I want to force termination and rollback.
With the current method, if an invalid record is found in csv_converter
The module will terminate, but normal records prior to that will be loaded into Vertica.
Since we want to have all records registered or not registered in each CSV,
we need to make sure that all the records are loaded into Vertica.
The above behavior is undesirable.
If anyone knows of a better way to do this, we would be very interested in hearing about it.
That's all, thank you for reading.
Tagged:
0
Answers
I'm not sure how you scripted the load_csv.py, so I will offer a few options. You may be able to add one of the following to the COPY command:
ABORT ON ERROR - Specifies that COPY stops if any row is rejected. The statement is rolled back and no data is loaded.
NO COMMIT - COPY does not auto-commit. The Python script could load more batches with additional COPY...NO COMMIT and at the end, send COMMIT or ROLLBACK depending whether the upstream process succeeded.
Please see the documentation for more info: https://forum.vertica.com/discussion/242620/how-to-force-a-rollback-of-a-copy-command
dear @Bryan_H
Thank you for your response.
Currently, in load_csv.py, I am running the COPY command with the
ABORT ON ERROR
option.When loading in Vertica,
considering the case that a newline is included in an item, etc.,
the CSV is parsed in the
csv_converter
module,and then the CSV is created with the delimiter and line end character replaced with special characters.
If CSV parsing fails in
csv_converter
,an error is handled,
but I want the subsequent
load_csv.py
to terminate abnormally when that error occurs,but I am considering what to do about that linkage part.
It is possible to cause an
ABORT ON ERROR
by outputting a different number of dummy data than the number of table items,but I was wondering if there is an elegant solution.

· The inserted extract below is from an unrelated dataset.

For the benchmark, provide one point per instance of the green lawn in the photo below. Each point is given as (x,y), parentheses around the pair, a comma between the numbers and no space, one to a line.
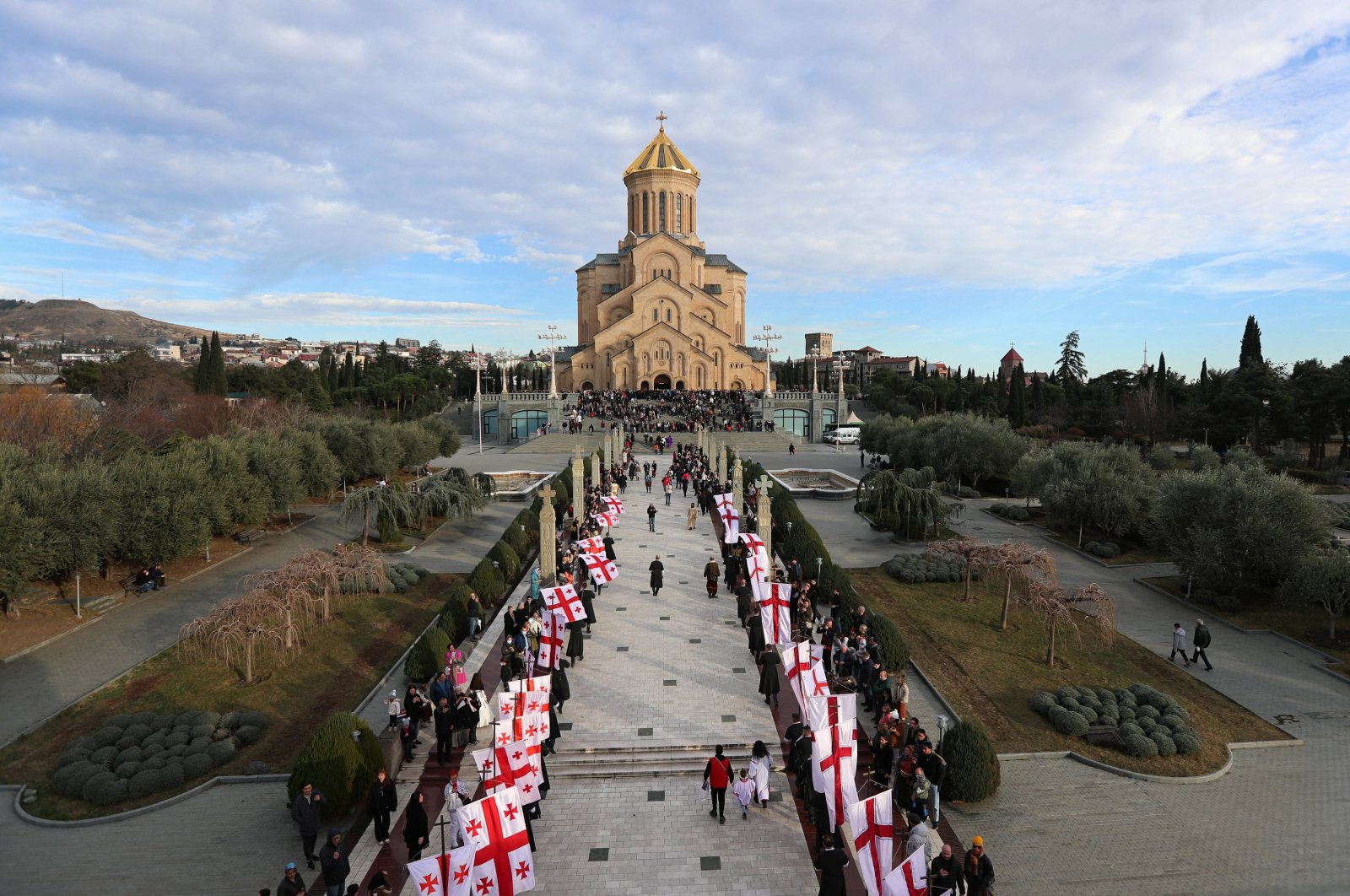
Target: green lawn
(339,664)
(1306,623)
(991,675)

The following example sets autocommit to false, and executes COPY statement with ABORT ON ERROR and NO COMMIT. There is no Python error handler, so if the execute throws an exception, the script exits and no rows are committed. If the execute succeeds, then "Rows Loaded" count is printed and rows are committed.
import sys
import vertica_python
conn_info = {'host': '127.0.0.1',
'user': 'x',
'password': 'x',
'database': 'x',
}
with vertica_python.connect(**conn_info) as connection:
connection.autocommit = False
cur = connection.cursor()
cur.execute("COPY forum242640(a, b) FROM LOCAL '242640_data.csv' DELIMITER ',' ABORT ON ERROR NO COMMIT", buffer_size=65536)
print("Rows loaded:", cur.fetchall())
connection.commit()